I have learned that we are deeply divided over what makes for private morality and church policy, vs. what makes for public morality and legal policy.

I have learned that core issues are indeed at stake with homosexuality: the sanctity of marriage as part of God's created order; marriage as a fundamental social institution in a just and healthy society; the raising of children; and, for Christians, the integrity of how we interpret the Bible.

But why the outrage over homosexuality and not over the culture of divorce, premarital sex, and sexual abuse-all of which affect more people and, studies show, occur with the same devastating prevalence in the church as in society?

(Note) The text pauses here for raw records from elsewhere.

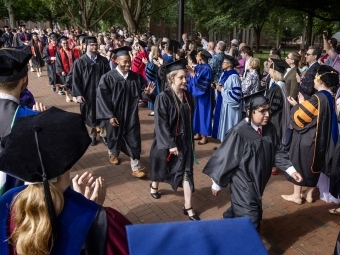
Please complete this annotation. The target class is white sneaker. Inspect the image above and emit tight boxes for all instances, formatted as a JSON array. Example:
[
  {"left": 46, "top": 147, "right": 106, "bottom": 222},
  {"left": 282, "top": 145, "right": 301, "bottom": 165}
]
[{"left": 58, "top": 90, "right": 65, "bottom": 95}]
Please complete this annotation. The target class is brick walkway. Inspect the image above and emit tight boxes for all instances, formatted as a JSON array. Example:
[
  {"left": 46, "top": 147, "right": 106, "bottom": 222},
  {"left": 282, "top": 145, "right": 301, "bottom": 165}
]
[{"left": 28, "top": 69, "right": 340, "bottom": 255}]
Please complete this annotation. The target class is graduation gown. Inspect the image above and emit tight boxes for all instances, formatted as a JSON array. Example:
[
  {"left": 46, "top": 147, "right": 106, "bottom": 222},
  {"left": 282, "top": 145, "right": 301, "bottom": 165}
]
[
  {"left": 0, "top": 186, "right": 131, "bottom": 255},
  {"left": 30, "top": 41, "right": 44, "bottom": 68},
  {"left": 187, "top": 63, "right": 213, "bottom": 136},
  {"left": 203, "top": 119, "right": 292, "bottom": 231},
  {"left": 286, "top": 91, "right": 338, "bottom": 187},
  {"left": 150, "top": 88, "right": 196, "bottom": 192},
  {"left": 72, "top": 54, "right": 110, "bottom": 128},
  {"left": 266, "top": 81, "right": 290, "bottom": 144},
  {"left": 217, "top": 72, "right": 242, "bottom": 142},
  {"left": 96, "top": 69, "right": 155, "bottom": 160},
  {"left": 56, "top": 48, "right": 75, "bottom": 85},
  {"left": 1, "top": 32, "right": 13, "bottom": 47},
  {"left": 42, "top": 43, "right": 60, "bottom": 86}
]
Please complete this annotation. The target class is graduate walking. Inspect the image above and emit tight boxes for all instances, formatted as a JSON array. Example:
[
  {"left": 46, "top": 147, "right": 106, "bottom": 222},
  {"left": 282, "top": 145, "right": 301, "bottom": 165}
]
[
  {"left": 96, "top": 46, "right": 155, "bottom": 178},
  {"left": 203, "top": 91, "right": 303, "bottom": 231},
  {"left": 187, "top": 50, "right": 213, "bottom": 145},
  {"left": 71, "top": 36, "right": 111, "bottom": 146}
]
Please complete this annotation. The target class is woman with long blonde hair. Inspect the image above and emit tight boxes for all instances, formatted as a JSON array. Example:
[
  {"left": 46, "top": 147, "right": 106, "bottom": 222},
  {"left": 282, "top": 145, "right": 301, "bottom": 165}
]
[{"left": 0, "top": 108, "right": 131, "bottom": 255}]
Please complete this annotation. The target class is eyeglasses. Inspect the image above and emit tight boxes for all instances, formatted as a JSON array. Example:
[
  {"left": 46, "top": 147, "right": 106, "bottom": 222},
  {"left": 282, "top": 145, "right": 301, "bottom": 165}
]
[{"left": 256, "top": 108, "right": 271, "bottom": 115}]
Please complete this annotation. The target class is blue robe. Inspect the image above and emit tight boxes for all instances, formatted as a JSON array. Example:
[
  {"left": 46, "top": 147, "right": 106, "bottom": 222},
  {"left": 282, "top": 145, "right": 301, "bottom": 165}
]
[
  {"left": 212, "top": 69, "right": 238, "bottom": 139},
  {"left": 146, "top": 62, "right": 160, "bottom": 111},
  {"left": 187, "top": 63, "right": 213, "bottom": 136},
  {"left": 217, "top": 72, "right": 242, "bottom": 142}
]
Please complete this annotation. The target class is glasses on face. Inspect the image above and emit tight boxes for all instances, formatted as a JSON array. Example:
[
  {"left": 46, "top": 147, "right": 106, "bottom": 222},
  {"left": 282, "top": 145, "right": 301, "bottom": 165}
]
[{"left": 256, "top": 108, "right": 271, "bottom": 115}]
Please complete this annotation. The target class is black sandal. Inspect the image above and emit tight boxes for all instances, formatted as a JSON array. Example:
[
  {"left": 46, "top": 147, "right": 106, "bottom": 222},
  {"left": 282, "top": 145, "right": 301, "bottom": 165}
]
[
  {"left": 150, "top": 183, "right": 161, "bottom": 199},
  {"left": 183, "top": 206, "right": 200, "bottom": 221}
]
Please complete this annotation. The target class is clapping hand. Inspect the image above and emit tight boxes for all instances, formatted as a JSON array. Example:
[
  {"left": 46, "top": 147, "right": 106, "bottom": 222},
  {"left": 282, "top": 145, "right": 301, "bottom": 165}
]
[
  {"left": 72, "top": 171, "right": 95, "bottom": 199},
  {"left": 144, "top": 82, "right": 155, "bottom": 95},
  {"left": 298, "top": 92, "right": 305, "bottom": 104},
  {"left": 287, "top": 96, "right": 297, "bottom": 106},
  {"left": 32, "top": 102, "right": 47, "bottom": 112},
  {"left": 90, "top": 177, "right": 107, "bottom": 205}
]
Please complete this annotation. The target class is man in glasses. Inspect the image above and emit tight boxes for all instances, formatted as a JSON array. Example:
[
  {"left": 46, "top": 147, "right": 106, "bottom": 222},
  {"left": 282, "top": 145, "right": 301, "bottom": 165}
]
[
  {"left": 203, "top": 91, "right": 303, "bottom": 232},
  {"left": 298, "top": 46, "right": 321, "bottom": 99},
  {"left": 71, "top": 36, "right": 111, "bottom": 146}
]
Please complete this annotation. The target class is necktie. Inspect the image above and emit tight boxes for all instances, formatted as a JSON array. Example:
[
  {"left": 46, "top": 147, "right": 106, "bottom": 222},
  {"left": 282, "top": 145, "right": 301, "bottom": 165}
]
[{"left": 257, "top": 128, "right": 262, "bottom": 136}]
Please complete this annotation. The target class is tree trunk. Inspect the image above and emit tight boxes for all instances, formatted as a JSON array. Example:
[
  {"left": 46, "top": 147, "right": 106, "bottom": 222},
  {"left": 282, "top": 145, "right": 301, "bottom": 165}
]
[
  {"left": 122, "top": 9, "right": 136, "bottom": 33},
  {"left": 305, "top": 13, "right": 313, "bottom": 48},
  {"left": 5, "top": 1, "right": 16, "bottom": 28},
  {"left": 254, "top": 27, "right": 261, "bottom": 52}
]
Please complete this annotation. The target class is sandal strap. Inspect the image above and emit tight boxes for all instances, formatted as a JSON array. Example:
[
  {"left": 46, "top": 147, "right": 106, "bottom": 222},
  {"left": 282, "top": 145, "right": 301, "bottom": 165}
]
[{"left": 184, "top": 207, "right": 193, "bottom": 211}]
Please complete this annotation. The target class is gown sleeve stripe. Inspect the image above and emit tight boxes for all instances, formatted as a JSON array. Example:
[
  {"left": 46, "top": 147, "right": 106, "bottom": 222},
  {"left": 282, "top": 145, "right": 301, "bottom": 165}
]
[
  {"left": 301, "top": 100, "right": 319, "bottom": 116},
  {"left": 293, "top": 104, "right": 316, "bottom": 127},
  {"left": 228, "top": 91, "right": 240, "bottom": 102}
]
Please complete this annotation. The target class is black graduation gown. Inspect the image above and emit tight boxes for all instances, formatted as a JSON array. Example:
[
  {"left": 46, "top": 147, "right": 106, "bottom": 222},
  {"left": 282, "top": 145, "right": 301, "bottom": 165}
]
[
  {"left": 150, "top": 89, "right": 195, "bottom": 192},
  {"left": 287, "top": 92, "right": 336, "bottom": 187},
  {"left": 55, "top": 49, "right": 74, "bottom": 85},
  {"left": 72, "top": 54, "right": 110, "bottom": 127},
  {"left": 0, "top": 99, "right": 17, "bottom": 142},
  {"left": 1, "top": 32, "right": 13, "bottom": 47},
  {"left": 30, "top": 42, "right": 44, "bottom": 68},
  {"left": 267, "top": 83, "right": 284, "bottom": 139},
  {"left": 42, "top": 44, "right": 60, "bottom": 86},
  {"left": 96, "top": 69, "right": 155, "bottom": 160},
  {"left": 202, "top": 119, "right": 292, "bottom": 231}
]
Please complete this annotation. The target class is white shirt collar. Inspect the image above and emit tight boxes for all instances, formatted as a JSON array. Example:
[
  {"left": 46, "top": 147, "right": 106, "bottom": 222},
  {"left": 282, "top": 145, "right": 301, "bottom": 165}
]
[
  {"left": 245, "top": 117, "right": 262, "bottom": 132},
  {"left": 115, "top": 66, "right": 129, "bottom": 80},
  {"left": 0, "top": 92, "right": 19, "bottom": 104}
]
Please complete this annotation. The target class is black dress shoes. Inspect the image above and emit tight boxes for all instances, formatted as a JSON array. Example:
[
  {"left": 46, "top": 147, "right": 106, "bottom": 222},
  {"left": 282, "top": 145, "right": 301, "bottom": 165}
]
[
  {"left": 91, "top": 137, "right": 97, "bottom": 146},
  {"left": 100, "top": 136, "right": 107, "bottom": 146},
  {"left": 183, "top": 206, "right": 200, "bottom": 221},
  {"left": 150, "top": 183, "right": 161, "bottom": 199}
]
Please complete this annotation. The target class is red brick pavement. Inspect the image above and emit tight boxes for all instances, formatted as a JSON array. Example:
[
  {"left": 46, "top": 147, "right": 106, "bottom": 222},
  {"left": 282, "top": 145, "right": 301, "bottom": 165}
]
[{"left": 28, "top": 69, "right": 340, "bottom": 255}]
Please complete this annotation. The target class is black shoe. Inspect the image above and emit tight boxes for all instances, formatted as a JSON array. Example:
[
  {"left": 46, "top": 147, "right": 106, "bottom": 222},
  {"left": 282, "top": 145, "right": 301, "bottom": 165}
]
[
  {"left": 150, "top": 183, "right": 161, "bottom": 199},
  {"left": 213, "top": 147, "right": 218, "bottom": 150},
  {"left": 100, "top": 136, "right": 107, "bottom": 146},
  {"left": 183, "top": 206, "right": 200, "bottom": 221},
  {"left": 51, "top": 86, "right": 56, "bottom": 92},
  {"left": 91, "top": 137, "right": 97, "bottom": 146}
]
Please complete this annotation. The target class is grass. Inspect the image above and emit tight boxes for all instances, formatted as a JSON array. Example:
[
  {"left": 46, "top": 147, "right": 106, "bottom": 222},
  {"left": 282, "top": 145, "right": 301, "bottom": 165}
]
[{"left": 254, "top": 50, "right": 270, "bottom": 73}]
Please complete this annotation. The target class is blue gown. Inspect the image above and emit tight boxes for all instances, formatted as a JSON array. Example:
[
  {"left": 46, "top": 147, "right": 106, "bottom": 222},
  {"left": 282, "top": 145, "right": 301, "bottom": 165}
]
[
  {"left": 187, "top": 63, "right": 213, "bottom": 136},
  {"left": 217, "top": 71, "right": 242, "bottom": 141},
  {"left": 146, "top": 62, "right": 160, "bottom": 111},
  {"left": 212, "top": 69, "right": 238, "bottom": 139}
]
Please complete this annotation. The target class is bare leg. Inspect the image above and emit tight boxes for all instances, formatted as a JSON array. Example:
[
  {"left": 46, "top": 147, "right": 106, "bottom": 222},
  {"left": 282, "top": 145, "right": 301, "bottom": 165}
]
[
  {"left": 183, "top": 180, "right": 194, "bottom": 216},
  {"left": 305, "top": 187, "right": 315, "bottom": 202},
  {"left": 199, "top": 135, "right": 208, "bottom": 144},
  {"left": 281, "top": 184, "right": 303, "bottom": 204}
]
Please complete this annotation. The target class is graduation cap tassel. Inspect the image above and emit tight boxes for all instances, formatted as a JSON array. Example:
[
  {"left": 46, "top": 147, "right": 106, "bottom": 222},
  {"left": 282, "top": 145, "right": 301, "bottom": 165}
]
[{"left": 34, "top": 127, "right": 59, "bottom": 243}]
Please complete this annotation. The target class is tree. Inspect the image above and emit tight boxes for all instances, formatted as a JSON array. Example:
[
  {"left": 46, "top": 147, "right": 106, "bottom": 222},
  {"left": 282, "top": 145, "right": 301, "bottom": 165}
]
[
  {"left": 0, "top": 0, "right": 15, "bottom": 27},
  {"left": 108, "top": 0, "right": 177, "bottom": 33}
]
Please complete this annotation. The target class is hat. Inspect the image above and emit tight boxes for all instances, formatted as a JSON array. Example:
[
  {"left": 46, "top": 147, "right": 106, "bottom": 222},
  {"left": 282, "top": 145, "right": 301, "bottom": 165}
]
[
  {"left": 83, "top": 36, "right": 97, "bottom": 44},
  {"left": 112, "top": 46, "right": 132, "bottom": 58},
  {"left": 317, "top": 65, "right": 339, "bottom": 87},
  {"left": 0, "top": 107, "right": 91, "bottom": 183},
  {"left": 269, "top": 58, "right": 289, "bottom": 73},
  {"left": 138, "top": 40, "right": 147, "bottom": 48},
  {"left": 49, "top": 32, "right": 58, "bottom": 39},
  {"left": 0, "top": 107, "right": 90, "bottom": 242},
  {"left": 231, "top": 39, "right": 238, "bottom": 45},
  {"left": 0, "top": 47, "right": 32, "bottom": 83},
  {"left": 3, "top": 25, "right": 9, "bottom": 29},
  {"left": 126, "top": 218, "right": 267, "bottom": 255},
  {"left": 224, "top": 54, "right": 239, "bottom": 67},
  {"left": 240, "top": 90, "right": 269, "bottom": 110},
  {"left": 165, "top": 59, "right": 187, "bottom": 74},
  {"left": 58, "top": 36, "right": 68, "bottom": 43},
  {"left": 198, "top": 50, "right": 212, "bottom": 60},
  {"left": 76, "top": 33, "right": 87, "bottom": 41}
]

Why is homosexuality treated as a worse sin than the pervasive idolatry of money that is warned about far more throughout scripture? If Christians opposed to homosexuality were equally outraged by racial and economic injustice, we'd have racism and poverty licked by now.

If it is true that "perfect love casts out fear," then it is fear, not love, that is the greater force in the Christian debate on homosexuality. The fear of telling fellow church members, "I am attracted to the same sex." The fear of saying you have friends who are gays and lesbians, who live with partners who are also your friends. The fear in telling a friend, "I love and respect you, but I cannot agree with your gay lifestyle." Some of my friends fear losing their jobs in evangelical institutions if they voiced their honest questions. Wherever self-censorship rules, a real debate is not taking place.

All I can do here is tell about my pain and the climate that I see. And to affirm my need for all of my friends-for their discipline, correction, and love, even when my own falls short.

CHRIS RICE lived and worked in an interracial community in Jackson, Mississippi, for 17 years. He was co-founder of Reconcilers Fellowship and co-author of More Than Equals: Racial Healing for the Sake of the Gospel. He is now a research fellow at Boston University's Institute on Race and Social Division.